Quickguides: lettering

Lettering tutorial: Using the Ames guide

Materials:
  • Ames Lettering Guide
  • Mechanical pencil
  • T-square or ruler
  • Bristol board
  • Pens
Instructions:
  1.  Make sure your Ames guide is set to size”5″.
  2. Locate the 2/3 row, the bottom row of the three rows.
  3. Look carefully at the holes. You’ll notice that some of them are linked together with a parentheses. These will tell you which sets of lines go together. (More on this later).
  4. Tape a piece of bristol board to you worktable, and lay your T-square or ruler across it horizontally. Hold the T-square or ruler down so it can’t move.
  5. Put your Ames guide on the top edge of the T-square or ruler toward the left side of the paper, and insert your mechanical pencil in the very top hole of the 2/3 row—the one that isn’t connected by a parenthesis.
  6. Drag the Ames guide across the paper, along the top of the T-square or ruler, with your pencil.
  7. When you get to the other side of the paper, put your pencil in the next hole down the row, and drag the Ames guide back to where it started. Do not move the T-square or ruler.
  8. Continue down the row of holes, using each and every hole in the 2/3 row. You will end up with a lovely set of ten parallel lines.
  9. Pick up the Ames guide and find the parentheses. Draw the parentheses on you paper, linking the lines they correspond to (once you get used to the guide, you can skip this step, but it’s very easy to get confused at first, so use this trick until you get comfortable).
  10. Take a look at the sets of lines you’ve made. Notice that the sets of lines within the parentheses may be parallel, but they are not all the same distance apart. That’s because when you’re lettering upper- and lower-case, you want the height of your lower-case letters (or “x-height”) to be more than half the size of your upper-case letters. In this case, note that the x-height is 2/3 of the total letter height… and you might go ahead and make an educated guess that the 3/5 row of holes will produce an x-height that is 3/5 of the total letter height…
  11. Practice lettering at first with a pencil, then with nib pens, such as a bowl-pointed nib. Use the illustration below as a guide to how the letters should fit on the lines.

Note how the Ames guide is designed to make inter-spaces between lines of lettering. This space is also used for letters with descenders like p, g, or q. If your lettering takes up all the available space, you’re not using the guidelines correctly. Double-check your parentheses against the Ames guide.

Making More Lines

Sometimes you just have a lot to say. Three lines of lettering, which is what the Ames guide can lay out for you in one go, may not be enough for you. So, how do you lay out more lettering?

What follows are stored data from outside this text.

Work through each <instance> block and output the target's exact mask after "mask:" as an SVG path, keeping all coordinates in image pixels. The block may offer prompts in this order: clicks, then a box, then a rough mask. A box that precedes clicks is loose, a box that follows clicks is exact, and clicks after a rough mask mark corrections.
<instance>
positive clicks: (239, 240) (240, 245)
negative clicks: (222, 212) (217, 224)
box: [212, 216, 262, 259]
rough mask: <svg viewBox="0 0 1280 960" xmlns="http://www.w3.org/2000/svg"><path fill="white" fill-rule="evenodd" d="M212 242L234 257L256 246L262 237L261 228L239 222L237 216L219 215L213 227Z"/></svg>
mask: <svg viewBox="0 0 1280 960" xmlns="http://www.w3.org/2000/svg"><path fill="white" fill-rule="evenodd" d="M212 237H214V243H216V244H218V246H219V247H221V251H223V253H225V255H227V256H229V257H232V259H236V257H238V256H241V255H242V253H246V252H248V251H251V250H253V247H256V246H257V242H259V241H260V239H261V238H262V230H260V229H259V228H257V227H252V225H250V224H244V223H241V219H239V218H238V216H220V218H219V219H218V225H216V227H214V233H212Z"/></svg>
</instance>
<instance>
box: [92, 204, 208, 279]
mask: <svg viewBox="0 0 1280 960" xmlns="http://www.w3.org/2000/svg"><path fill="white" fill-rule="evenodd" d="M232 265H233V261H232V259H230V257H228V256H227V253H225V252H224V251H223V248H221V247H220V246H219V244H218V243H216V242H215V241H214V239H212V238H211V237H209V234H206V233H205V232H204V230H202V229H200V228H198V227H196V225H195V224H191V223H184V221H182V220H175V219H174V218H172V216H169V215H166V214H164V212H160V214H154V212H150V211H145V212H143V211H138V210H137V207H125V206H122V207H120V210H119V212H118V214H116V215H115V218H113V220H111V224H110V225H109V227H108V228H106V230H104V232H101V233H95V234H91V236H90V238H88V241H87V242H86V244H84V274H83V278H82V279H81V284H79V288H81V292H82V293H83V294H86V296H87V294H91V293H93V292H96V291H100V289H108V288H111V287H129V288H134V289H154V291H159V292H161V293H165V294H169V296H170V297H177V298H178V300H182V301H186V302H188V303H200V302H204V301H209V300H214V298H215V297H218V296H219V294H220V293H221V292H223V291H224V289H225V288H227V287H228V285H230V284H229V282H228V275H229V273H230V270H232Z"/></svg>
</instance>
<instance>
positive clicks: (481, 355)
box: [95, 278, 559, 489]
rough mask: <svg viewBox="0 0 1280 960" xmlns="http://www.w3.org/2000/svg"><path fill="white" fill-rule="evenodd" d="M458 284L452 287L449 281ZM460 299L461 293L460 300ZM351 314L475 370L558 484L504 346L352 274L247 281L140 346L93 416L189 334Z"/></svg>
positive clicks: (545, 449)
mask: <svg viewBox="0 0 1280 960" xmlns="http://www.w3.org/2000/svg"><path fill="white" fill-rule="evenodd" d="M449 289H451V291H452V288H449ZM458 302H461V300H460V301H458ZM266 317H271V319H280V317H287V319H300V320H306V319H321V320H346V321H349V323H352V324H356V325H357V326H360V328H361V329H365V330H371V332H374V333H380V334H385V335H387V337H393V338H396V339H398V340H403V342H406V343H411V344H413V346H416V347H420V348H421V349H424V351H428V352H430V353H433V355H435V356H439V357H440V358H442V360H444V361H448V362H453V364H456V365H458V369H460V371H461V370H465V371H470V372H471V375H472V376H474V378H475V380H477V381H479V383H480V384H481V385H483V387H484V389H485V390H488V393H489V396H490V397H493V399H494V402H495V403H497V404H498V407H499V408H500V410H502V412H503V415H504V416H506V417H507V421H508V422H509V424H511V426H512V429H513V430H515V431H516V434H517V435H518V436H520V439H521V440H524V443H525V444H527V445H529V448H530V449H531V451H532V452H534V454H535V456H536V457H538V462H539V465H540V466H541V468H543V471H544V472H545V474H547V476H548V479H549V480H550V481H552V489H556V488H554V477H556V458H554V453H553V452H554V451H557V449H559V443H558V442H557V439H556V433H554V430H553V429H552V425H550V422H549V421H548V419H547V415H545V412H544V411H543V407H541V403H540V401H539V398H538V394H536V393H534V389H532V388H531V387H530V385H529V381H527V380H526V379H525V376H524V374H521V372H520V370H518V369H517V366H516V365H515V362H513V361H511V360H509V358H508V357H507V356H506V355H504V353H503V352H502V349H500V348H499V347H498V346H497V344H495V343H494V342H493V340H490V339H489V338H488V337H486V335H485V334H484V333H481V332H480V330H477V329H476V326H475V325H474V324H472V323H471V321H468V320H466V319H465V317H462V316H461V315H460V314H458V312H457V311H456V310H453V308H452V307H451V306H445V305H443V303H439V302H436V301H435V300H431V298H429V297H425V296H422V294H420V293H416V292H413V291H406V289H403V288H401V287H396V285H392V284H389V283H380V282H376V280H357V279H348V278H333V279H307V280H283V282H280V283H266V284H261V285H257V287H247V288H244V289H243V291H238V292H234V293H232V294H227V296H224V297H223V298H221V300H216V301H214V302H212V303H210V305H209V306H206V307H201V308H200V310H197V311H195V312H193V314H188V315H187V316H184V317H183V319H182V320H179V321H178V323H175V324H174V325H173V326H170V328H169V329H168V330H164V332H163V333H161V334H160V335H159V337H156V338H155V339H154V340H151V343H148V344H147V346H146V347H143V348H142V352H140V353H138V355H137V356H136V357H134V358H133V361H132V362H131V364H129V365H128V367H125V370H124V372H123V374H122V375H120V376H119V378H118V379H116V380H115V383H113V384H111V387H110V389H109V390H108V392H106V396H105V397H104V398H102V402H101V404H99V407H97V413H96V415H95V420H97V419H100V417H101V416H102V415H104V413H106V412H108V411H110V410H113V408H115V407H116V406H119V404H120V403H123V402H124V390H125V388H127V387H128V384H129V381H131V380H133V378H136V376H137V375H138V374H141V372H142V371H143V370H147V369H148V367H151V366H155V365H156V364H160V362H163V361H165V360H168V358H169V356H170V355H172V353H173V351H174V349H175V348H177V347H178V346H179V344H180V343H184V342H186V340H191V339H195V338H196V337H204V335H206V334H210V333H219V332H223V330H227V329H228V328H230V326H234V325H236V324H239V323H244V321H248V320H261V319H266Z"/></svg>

Notice that you’ve drawn ten lines with your Ames guide, but only nine of them are connected by parentheses. The remaining line is there so that you can continue making more lettering lines.

    1. With you paper still taped in place, reposition your T-square just below where it was the first time. (If you’re using a ruler, not a T-square, this is where your life gets more complicated. You have to make sure the ruler stays parallel to the guidelines you’ve already drawn. Our advice? Get a T-square.)
    2. Position the Ames guide over the lines that are already there so that the lonely hole at the top of the 2/3 row is centered on the bottom line of the set you’ve already drawn.
    3.  Hold down the T-square, and run another set of lines, using the same diagonal row of holes you used before.
    4. You can also position the Ames guide so that the bottom hole is over the top line, and continue your guidelines upward.

Guidelines for all upper-case lettering:

These same guidelines can be used when you want to create all upper-case lettering by simply ignoring the x-height line—this is how classic comic book letterers do it. You can also use the center row of holes, which are evenly spaced. Simply use two lines for your row of lettering, and then leave one line blank between rows.

Making word balloons:

1. Ink your lettering first, then quickly sketch an oval around the lettering, leaving plenty of space around the words.

2. Ink the balloon carefully, not in a single go but in short, overlapping strokes.

If you want to use an ellipse word balloon template, you should still letter first and hand sketch the balloon. then move the template around until you find an ellipse that fits. You may have to try multiple templates to find the right one. Ink the whole ellipse using a technical or pigment pen, and then add the tail. (Use graphic white to connect the tail to the balloon afterwards.

And don’t forget: Oval isn’t the only shape you can use for word balloons!